It sucks to design and fabricate a true tuned headpipe and collector system, just to have the excessive pipe length downstream of the tuned collector muddle your effect. Downstream pipe effect is like tuning the tube length of a bugle for a particular person's middle C note, and then have a poorly tuned trombone cut into the trumpet solo and ruin the tone.

​​​​​​​

69427

That's not been my experience. As long as the post-EPTB system is free flowing (minimal backpressure) and quiet enough for street driving, what's the problem? I always weld in an "upstream" pressure gauge tap into my exhaust systems to monitor the actual capability or shortcoming of my exhaust systems. I've never subscribed to the X pipe size is good for Y horsepower, as this "rule of thumb" completely ignores how long the system is, how many bends there are, and what the flow efficiency of the muffler is. (BTW, that's why I only spend my money on Dynomax mufflers, as they're confident enough of their products to publish the hp/flow versus backpressure results of their products. They're usually pretty quiet mufflers too.) The pressure gauge reading also tells me if the latest system design worked, and when it's time for an upgraded system when I've made engine component changes.
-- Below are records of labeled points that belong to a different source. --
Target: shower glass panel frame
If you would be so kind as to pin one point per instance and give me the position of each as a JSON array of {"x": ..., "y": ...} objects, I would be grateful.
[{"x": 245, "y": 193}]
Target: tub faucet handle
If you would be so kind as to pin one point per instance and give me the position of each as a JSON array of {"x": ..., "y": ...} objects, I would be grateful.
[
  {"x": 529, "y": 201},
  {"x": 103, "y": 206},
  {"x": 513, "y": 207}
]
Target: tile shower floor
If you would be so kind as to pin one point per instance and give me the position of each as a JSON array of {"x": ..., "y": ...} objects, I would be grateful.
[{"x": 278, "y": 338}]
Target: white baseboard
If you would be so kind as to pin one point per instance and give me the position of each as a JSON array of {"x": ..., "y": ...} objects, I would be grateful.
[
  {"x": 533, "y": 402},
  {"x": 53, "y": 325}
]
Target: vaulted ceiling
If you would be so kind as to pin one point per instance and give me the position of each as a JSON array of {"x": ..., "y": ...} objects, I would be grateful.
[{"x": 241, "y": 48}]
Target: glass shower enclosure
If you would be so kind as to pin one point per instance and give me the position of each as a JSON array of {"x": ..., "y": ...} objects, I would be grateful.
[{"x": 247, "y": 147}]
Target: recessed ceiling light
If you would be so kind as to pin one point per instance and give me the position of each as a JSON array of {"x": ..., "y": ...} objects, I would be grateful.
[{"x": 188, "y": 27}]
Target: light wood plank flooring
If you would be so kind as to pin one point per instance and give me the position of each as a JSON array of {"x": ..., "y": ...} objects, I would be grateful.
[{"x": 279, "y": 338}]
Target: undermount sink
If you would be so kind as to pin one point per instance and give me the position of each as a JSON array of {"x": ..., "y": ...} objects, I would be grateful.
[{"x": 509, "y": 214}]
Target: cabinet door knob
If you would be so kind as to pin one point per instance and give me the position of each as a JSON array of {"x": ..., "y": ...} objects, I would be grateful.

Here's my collection of pressure gauges I use on my cars to measure different positions in the exhaust system. This particular picture was during some measurements on my '84 where I had to measure the pressures on both sides of the turbo compressor and turbine sections. For the '69 I generally only need the top center gauge with a 0-40" H2O range.

Critter1

Here's more... About those dents in the header primary tubes, just exactly how much horsepower do they cost? I'm not surprised because the dents would have near zero effect on the +/- wave activity. Short video...

MikeM

Maybe a little off topic but this reminds me of my 400 CC Suzuki Moto bike I had in the early '70's. It had a tuned exhaust on it. The bike was very pipey! That means the 40 horsepower it was rated at was either on or off. Not much in between. The thing was a handful to ride in the woods with that power band. I miscued one day, jumped a big log and didn't make it all the way across and the weight of the bike and me came down on the exhaust pipe, just before it ran into the expansion chamber and closed the exhaust pipe about half size.

To my amazement, the bike was now civil to ride. The power band came on at a much lower rpm and still had more power than you (I) could use at the top end. I never fixed it because it was better.

63 340HP

Fantastic instrumentation.

All you need to add are Total and Static Pressure ports (or a flow sensor array) and data logging to calculate Velocity Pressure and you can actually see the "organ pipe" pressure wave effect (and magnitude).

What you experience regarding pipe downstream of the box is correct, only backpressure from there back matters (less backpressure = more power).

I also agree with your comment on y-pipe sizing. HP based sizing is speculation at best, with no science to back it up other than backpressure restrictions if too small. A y or h pipe is also not an efficient decoupling device (as some claim).

Momentum and resonance V8 Header tuning design can be single stage (180 degree primary pipe into decoupling box), dual stage (bank primary and collector stages into common decoupling box), or three stage (try-y primary and collected bank secondary into third stage collector, followed by common decoupling box). Each stage that is collected and further from the valve provides less resonance effect, and less momentum effect, compared to backpressure friction losses.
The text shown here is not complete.